In sorting out Roman architecture and urbanism, the authors have preferred not to follow a typological classification of buildings, which is the path taken by Pierre Gros in French in his monumental treatment of the subject (L'architecture romaine) and by Henner von Hesberg in German (Römische Baukunst), the latter framing his typological treatment with questions of technology and decoration as well as socio-political and cultural discussions.Footnote 8 The typological study of buildings in the history of architecture is a project of the Enlightenment, for instance, in the collection and comparison of buildings by Durand, whose legacy has been tackled over the course of the past century in discussions on early modern, modern, and contemporary architecture.Footnote 9 A typological approach, however, can be a useful analytical tool for the study of ancient architecture.
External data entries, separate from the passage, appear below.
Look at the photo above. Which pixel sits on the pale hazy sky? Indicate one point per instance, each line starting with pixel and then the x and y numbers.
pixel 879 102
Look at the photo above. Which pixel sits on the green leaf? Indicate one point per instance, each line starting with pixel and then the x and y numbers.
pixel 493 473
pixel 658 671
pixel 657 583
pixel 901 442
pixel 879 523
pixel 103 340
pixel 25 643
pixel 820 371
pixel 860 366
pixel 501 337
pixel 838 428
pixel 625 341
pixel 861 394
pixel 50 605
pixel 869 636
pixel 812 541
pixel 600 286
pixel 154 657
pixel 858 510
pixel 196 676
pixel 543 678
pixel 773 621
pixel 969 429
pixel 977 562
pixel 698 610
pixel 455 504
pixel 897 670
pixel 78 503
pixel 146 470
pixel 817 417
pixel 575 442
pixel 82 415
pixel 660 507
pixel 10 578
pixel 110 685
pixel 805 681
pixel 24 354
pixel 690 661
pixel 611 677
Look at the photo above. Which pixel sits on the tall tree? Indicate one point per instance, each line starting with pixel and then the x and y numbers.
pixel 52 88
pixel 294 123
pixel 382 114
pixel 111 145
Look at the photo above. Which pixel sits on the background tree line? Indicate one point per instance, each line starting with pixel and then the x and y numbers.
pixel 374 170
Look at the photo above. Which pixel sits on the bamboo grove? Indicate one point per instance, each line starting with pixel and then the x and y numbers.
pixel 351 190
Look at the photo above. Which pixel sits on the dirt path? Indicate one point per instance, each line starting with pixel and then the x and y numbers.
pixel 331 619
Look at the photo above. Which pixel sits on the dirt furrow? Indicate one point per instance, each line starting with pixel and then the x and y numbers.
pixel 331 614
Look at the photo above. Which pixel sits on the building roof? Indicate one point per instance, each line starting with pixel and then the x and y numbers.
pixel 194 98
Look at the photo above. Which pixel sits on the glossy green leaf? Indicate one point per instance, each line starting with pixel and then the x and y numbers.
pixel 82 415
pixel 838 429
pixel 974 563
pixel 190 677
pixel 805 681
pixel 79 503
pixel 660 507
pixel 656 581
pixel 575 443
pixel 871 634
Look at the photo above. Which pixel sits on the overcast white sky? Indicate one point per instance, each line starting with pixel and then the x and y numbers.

Responding to this challenge, Y. & F. choose a chronological sequence to present the genesis of architectural and urban mannerisms in Rome and Italy first, and then an appraisal of these mannerisms in the provinces. In so doing, the authors deliver a survey that strikes a balance between chronology, typology, and cultural factors, while providing historical, economic, and socio-political contexts for the development of designs and technologies. Congratulations are in order. This is a monumental book that is written with love and care for the subject. The authors have indeed offered us a celebration of their four-decades-long commitment to Roman architecture and urbanism.